The timing of all this is not at all accidental. It reflects ever-worsening tensions between the US and China as Trump seeks to shift the focus of US foreign policy away from Russia to the far greater threat China increasingly poses to US global power on the key economic, political and military levels.
China’s response has been to step up its efforts to secure its position in Hong Kong, otherwise a weak point which it has always known the US would exploit should the need arise. Its last attempt to gain more control - by getting the local authorities headed by the pro-Beijing Carrie Lam to pass an extradition law - was decisively rebuffed by mass protests. Now it has opted for directly imposing a more extensive security law. As the ever-compliant Lam put it, ‘The legislation aims to prevent, curb and punish acts of cessation, subversion of state power, terrorist activities and collusion with foreign or external forces to endanger national security.’

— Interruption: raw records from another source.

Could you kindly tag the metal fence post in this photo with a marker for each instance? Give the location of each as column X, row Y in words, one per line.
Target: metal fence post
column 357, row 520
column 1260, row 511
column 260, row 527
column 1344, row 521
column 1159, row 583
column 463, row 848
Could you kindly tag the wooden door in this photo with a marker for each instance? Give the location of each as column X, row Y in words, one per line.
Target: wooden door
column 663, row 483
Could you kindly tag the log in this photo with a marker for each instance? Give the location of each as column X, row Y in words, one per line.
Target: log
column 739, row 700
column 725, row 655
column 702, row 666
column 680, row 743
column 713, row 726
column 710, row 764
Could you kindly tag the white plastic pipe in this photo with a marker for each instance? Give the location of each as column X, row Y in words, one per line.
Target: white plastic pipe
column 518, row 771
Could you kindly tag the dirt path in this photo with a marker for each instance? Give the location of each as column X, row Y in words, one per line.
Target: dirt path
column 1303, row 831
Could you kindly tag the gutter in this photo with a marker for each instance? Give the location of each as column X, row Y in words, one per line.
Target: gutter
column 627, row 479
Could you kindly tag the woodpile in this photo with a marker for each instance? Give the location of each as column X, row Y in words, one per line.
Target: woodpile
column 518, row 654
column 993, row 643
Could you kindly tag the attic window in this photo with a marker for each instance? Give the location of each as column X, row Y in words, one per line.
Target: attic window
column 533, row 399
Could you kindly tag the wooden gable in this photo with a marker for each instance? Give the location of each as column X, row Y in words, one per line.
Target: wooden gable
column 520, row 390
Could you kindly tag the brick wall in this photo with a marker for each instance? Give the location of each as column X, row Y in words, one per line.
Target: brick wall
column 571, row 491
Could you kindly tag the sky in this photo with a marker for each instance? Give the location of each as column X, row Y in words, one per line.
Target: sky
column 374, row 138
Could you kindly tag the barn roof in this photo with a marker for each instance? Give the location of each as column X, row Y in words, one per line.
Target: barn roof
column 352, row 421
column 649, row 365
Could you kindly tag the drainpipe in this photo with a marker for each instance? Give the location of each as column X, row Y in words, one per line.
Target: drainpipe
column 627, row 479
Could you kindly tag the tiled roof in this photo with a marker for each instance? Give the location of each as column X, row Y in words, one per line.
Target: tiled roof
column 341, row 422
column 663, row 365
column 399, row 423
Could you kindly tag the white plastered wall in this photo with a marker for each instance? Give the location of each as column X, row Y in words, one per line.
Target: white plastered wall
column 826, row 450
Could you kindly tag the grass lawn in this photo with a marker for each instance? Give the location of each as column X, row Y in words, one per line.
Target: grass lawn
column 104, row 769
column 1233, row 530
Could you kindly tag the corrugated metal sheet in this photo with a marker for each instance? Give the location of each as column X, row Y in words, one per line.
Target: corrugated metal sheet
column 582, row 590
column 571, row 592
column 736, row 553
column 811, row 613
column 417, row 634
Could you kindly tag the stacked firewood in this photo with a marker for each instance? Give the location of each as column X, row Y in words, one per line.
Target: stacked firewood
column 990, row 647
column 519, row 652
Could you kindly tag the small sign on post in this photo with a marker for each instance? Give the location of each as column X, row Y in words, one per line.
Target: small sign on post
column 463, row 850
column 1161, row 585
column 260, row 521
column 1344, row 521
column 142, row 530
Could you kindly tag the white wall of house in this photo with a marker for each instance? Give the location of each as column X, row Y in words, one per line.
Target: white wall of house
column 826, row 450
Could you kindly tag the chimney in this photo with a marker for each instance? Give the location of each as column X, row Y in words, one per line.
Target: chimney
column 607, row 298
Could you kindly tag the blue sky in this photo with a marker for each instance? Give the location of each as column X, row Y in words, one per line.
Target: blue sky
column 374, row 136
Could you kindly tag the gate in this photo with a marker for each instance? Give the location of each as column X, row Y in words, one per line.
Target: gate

In turn, on Wednesday, the US imposed sanctions on any groups which it considers are working to undermine Hong Kong’s autonomy. Meanwhile, Boris Johnson offered refuge to Hong Kong citizens, knowing full well that it will be the richest of the 3 million potentially eligible who are most likely to make it to these shores. The point is not that sanctions or offers of refuge will mean much to most Hong Kongers, but rather the supportive Western message they convey.
There is a battle going on, then, for the political soul of Hong Kongers. China is stirring nationalist passions against the threat of foreign US interference, while the US and the UK are posing as the defenders of liberties they never bothered with when the UK ruled Hong Kong as a colony or when they struck business deals with Beijing.
The key question for the left is what these wider pressures will do to the protestors and their movement. They could fall away under the threat of repression and the tug of nationalism of course. Or they could turn into little more than cheerleaders for the US and the UK; indeed, this is precisely where the counterproductive calls for independence for Hong Kong are leading.
There is no easy answer for the movement in what is an increasingly tense and dangerous situation. But this doesn’t mean that there is no political alternative. A real alternative means steering clear of Western support while urging on the protests against Beijing and its local satraps not just to defend existing democratic rights but to extend them. It entails understanding that the more the movement looks for saviours in Washington and London, the less will it be able to muster its own domestic forces to bring about real democratic change. A left able to put these arguments to the movement may well be able to sow some valuable seeds for the future.
Dragan Plavšić is a member of Counterfire in London and of Marks21 in Serbia. He jointly edited The Balkan Socialist Tradition and the Balkan Federation 1871-1915 (2003).